À Gagny, en Seine-Saint-Denis (93), la structure Lits Halte Soins Santé accueille jusqu’à quarante personnes sans-abri qui ont besoin de soins. Dans cet endroit, elles peuvent réapprendre à vivre tout en étant suivies par des infirmières.

Le déjeuner se termine dans le réfectoire coloré de la structure LHSS. La soixantaine, Aria, originaire du Mali, et Angèle, du Cameroun, la TV du coin salon en fond d’écran, sont installées à table et discutent un peu. Arriver dans cette structure qui permet prise en charge médicale et logement a été un soulagement pour elles. En effet, pendant des années les deux femmes ont fait l’expérience de passer d’hébergement en hébergement, sans aucune stabilité, sans adresse fixe et avec une santé défaillante.

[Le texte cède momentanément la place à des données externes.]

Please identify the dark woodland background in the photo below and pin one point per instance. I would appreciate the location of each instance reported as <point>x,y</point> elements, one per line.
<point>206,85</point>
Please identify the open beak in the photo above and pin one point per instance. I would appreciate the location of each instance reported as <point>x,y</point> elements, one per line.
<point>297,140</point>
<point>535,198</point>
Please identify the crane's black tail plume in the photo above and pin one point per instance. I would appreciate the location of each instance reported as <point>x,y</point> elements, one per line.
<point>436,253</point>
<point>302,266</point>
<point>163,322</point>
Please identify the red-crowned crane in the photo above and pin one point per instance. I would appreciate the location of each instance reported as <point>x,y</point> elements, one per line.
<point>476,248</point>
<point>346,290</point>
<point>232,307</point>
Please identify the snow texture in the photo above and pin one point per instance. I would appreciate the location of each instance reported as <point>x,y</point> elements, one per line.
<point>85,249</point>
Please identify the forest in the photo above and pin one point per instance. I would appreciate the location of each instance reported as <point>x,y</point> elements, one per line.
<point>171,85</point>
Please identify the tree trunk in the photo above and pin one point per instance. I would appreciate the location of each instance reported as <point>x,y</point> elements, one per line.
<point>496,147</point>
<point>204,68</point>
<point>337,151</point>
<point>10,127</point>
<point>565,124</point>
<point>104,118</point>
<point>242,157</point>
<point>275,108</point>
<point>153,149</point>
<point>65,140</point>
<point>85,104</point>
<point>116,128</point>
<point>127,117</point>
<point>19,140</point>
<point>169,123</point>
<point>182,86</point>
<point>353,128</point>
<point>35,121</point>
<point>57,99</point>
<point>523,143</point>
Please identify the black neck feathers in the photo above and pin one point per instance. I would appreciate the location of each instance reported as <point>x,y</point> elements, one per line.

Alors depuis deux mois, Angèle savoure ce semblant de stabilité, apprécie « l’accueil » et le confort, la convivialité du LHSS. Elle qui a subi un cancer actuellement en rémission, et une chirurgie pour des lombalgies et des cervicalgies n’a plus mal et plus constamment en tête le fardeau du logement. Aria, qui est passée par un AVC, a aussi a trouvé un soulagement à ne plus avoir peur de la vie à la rue. Elle vit ici depuis trois ans, voit un kiné trois fois par semaine. Toutes deux aiment aussi la proximité avec le personnel, les assistantes sociales, le médecin coordinateur et les infirmières, qui les encadrent, les accompagnent et suivent l’évolution de leur santé.
Cet article a été publié dans le n°56 d’ActuSoins magazine (mars 2025).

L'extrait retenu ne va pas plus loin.